Apple announced Apple Pay last month alongside the iPhone 6 and Apple Watch, but the league didn’t know which clubs would make it all the way here. "We had to start with the division series thinking about eight clubs," Ritter says. "Then we could narrow our focus." In a month’s time, the result is 114 terminals in the entire stadium that work with the technology. That’s about half as many as the 226 that were deployed in time for the first two games in Kansas City earlier this week, though Ritter says that the placement here has been strategic. You won’t be able to hold your phone up to the guy selling peanuts, but you will be able to use it when you’re buying food or memorabilia at some, but not all of the stadium’s vendors.

My Apple Pay shopping spree included spending $5.25 on a bottle of water, and another $5.25 on a hot dog. The items were purchased from different vendors in the stadium, with different cards that were in my Apple Pay wallet (both attached to my own personal credit cards, one of which is an embarrassing VISA card with Mickey Mouse on it).

Just like using the technology in Apple's demos last month, and in stores earlier this week, Apple Pay took just a few seconds from the time I touched my phone to when the transaction was over. The entire experience was ultimately way less exciting (and memorable) than weaving through a packed crowd to put mustard on my hot dog. But that’s also the point of it. It’s supposed to be the shortest part of buying something. Each purchase was less than $25, so there was nothing to sign. In fact, the longest part of the whole experience was waiting for the Touch ID sensor to fully read my print, which took about two seconds.

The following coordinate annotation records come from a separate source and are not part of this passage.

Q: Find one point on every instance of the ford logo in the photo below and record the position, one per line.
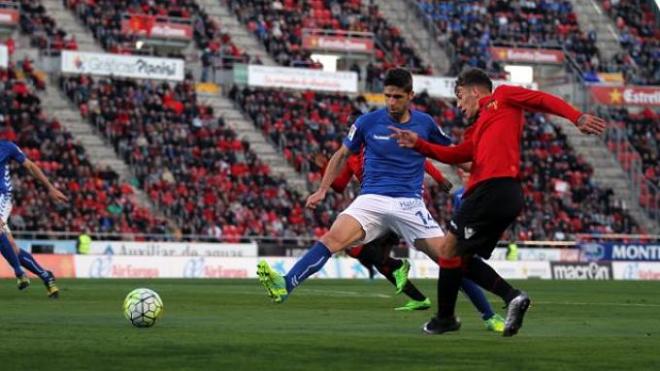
(194, 268)
(101, 267)
(593, 251)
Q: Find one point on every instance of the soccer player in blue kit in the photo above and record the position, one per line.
(391, 190)
(15, 256)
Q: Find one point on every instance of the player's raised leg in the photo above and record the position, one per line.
(30, 263)
(9, 254)
(6, 248)
(344, 232)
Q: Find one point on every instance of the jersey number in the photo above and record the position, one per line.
(426, 220)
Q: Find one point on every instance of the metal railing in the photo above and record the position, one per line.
(644, 191)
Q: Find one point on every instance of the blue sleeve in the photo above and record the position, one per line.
(438, 136)
(16, 153)
(355, 138)
(456, 198)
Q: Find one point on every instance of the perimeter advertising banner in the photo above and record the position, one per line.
(619, 252)
(119, 65)
(540, 56)
(4, 56)
(302, 79)
(644, 96)
(113, 266)
(443, 87)
(62, 266)
(173, 249)
(338, 43)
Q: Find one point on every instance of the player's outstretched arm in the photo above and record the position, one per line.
(436, 174)
(590, 124)
(449, 155)
(335, 165)
(36, 172)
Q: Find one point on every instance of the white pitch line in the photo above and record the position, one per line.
(600, 304)
(534, 302)
(347, 293)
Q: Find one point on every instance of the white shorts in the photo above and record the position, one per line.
(407, 217)
(5, 209)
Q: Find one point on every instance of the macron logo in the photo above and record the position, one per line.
(469, 232)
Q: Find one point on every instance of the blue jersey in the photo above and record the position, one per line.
(390, 170)
(8, 151)
(457, 198)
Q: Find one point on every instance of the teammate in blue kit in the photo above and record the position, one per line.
(17, 257)
(391, 191)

The $11 beer and $7 Bavarian pretzel I bought later on with a normal credit card was another story. Along with having to break out my wallet for the credit card, I had to fish out my ID. It was perhaps a good example of how Apple Pay is not the perfect solution for everything. Even if I had used it here, the longest part of the transaction wasn’t the ordering and ringing it up, but waiting in line. And I would have still needed something besides my phone to get the job done.

There are lines, lines everywhere

Trimming down big lines are one of the things that makes Apple Pay and other mobile wallets so potentially useful. If you can cut down on the fussing at the checkout stand, you’re happy and so is the person behind you. That same experience cannot suddenly happen everywhere Apple Pay appears, including grocery stores, where the longest part is often tallying up everything in your cart. That’s true of other parts of going to a baseball game, especially this one, where waiting to buy food is just a small part of the experience. There are lines for everything. Lines to get in, lines while you wait for a play to end before you can go to your seat, and the bathroom line Apple Pay will never help out with.

Apple Pay also has many miles to go before you can get this kind of experience everywhere. So far its in 220,000 stores in the US, mainly in big chains like McDonalds, Subway, Walgreens, and Apple’s own retail locations. There's also a collection of big retailers like 7-Eleven and Best Buy that are working on a rival mobile payment service, and attempting to shut this one in the meantime. The system still has some oddities, too. For instance, you can’t easily tip people using Apple Pay. Apple’s expecting stores to manage that with typical paper receipts, or checkout software.

But for Friday night at least, it was time to forget all that. The stadium is Apple’s and Major League Baseball’s vision of how it wants people to live their lives. Everything, from getting to the ballpark, to getting inside, finding your seat, and ordering a hot dog can be done with your phone — and not your wallet. In fact, the only reason I needed my wallet was to get that beer. But there are still vestiges of the old way that are impossible to escape. Things like paper receipts, the need for an ID card, and those long lines which — even with Apple Pay — are inevitable.

And one problem Apple may never be able to solve? That $11 stadium beer.